19.5. 証明書追跡の開始および停止
以下の手順に従って、getcert stop-tracking
コマンドおよび getcert start-tracking
コマンドを使用して証明書を監視します。この 2 つのコマンドは、certmonger
サービスで利用できます。証明書追跡を有効にすると、Identity Management (IdM) 認証局 (CA) が発行する証明書を、別の IdM クライアントのマシンにインポートすると特に便利です。証明書の追跡を有効にすることは、次のプロビジョニングシナリオの最終ステップでもあります。
- IdM サーバーでは、存在していないシステムの証明書を作成する。
- 新しいシステムを作成する。
- 新しいシステムを IdM クライアントとして登録する。
- IdM クライアントの IdM サーバーから、証明書および鍵をインポートする。
-
certmonger
を使用して証明書の追跡を開始し、有効期限が切れる時に証明書を更新するようにする。
手順
要求 ID が 20190408143846 の証明書の監視を無効にするには、次のコマンドを実行します。

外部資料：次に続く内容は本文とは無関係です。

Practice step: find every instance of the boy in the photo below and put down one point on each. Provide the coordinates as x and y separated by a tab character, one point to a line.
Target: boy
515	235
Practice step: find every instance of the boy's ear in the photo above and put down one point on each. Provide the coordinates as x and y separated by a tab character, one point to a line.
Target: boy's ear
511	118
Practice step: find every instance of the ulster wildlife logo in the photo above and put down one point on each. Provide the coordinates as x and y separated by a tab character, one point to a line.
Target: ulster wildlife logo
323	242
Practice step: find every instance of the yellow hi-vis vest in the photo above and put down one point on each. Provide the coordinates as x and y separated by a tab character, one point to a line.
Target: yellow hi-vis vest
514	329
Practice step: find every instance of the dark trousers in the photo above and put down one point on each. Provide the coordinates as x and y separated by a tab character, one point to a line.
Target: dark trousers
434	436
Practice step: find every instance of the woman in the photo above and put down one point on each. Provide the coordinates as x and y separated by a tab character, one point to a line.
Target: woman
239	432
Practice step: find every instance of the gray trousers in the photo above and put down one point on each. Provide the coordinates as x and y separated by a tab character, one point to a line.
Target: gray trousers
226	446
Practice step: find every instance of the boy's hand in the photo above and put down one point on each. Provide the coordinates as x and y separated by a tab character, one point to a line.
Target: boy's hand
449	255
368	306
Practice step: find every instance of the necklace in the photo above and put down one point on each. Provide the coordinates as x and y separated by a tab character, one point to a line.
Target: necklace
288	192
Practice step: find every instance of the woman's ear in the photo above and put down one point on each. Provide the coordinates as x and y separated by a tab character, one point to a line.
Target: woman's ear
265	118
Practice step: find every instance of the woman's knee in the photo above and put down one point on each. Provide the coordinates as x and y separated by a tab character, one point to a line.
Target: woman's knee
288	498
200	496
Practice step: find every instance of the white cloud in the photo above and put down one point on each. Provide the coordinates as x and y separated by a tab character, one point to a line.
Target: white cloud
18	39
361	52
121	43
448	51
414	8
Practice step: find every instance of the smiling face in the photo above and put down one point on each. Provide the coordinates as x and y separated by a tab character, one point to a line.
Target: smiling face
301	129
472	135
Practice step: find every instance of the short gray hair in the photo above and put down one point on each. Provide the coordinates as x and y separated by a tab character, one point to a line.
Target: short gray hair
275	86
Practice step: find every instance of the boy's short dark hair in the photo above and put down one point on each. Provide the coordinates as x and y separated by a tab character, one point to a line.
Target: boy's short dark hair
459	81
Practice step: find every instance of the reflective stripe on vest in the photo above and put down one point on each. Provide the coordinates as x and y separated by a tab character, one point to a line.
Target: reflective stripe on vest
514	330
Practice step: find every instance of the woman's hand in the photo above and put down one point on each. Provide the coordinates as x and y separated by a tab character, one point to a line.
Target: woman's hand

# getcert stop-tracking -i 20190408143846
その他のオプションは、
getcert stop-tracking
man ページを参照してください。/tmp/some_cert.crt
ファイルに保存されている証明書の監視を有効にするには、次のコマンドを実行します。秘密鍵が/tmp/some_key.key
ファイルに保存されます。# getcert start-tracking -c IPA -f /tmp/some_cert.crt -k /tmp/some_key.key
certmonger
は、証明書を発行した CA タイプを自動的に特定できません。そのため、IdM CA が証明書を発行した場合は、getcert start-tracking
コマンドにIPA
値を付けて-c
オプションを追加します。-c
オプションを追加しないと、certmonger
が NEED_CA 状態になります。その他のオプションは、
getcert start-tracking
man ページを参照してください。
この 2 つのコマンドは証明書を操作しません。たとえば、getcert stop-tracking
は、証明書を削除しなかったり、NSS データベースまたはファイルシステムから削除したりせず、監視する証明書のリストから証明書を削除します。同様に、getcert start-tracking
は、監視された証明書のリストに証明書のみを追加します。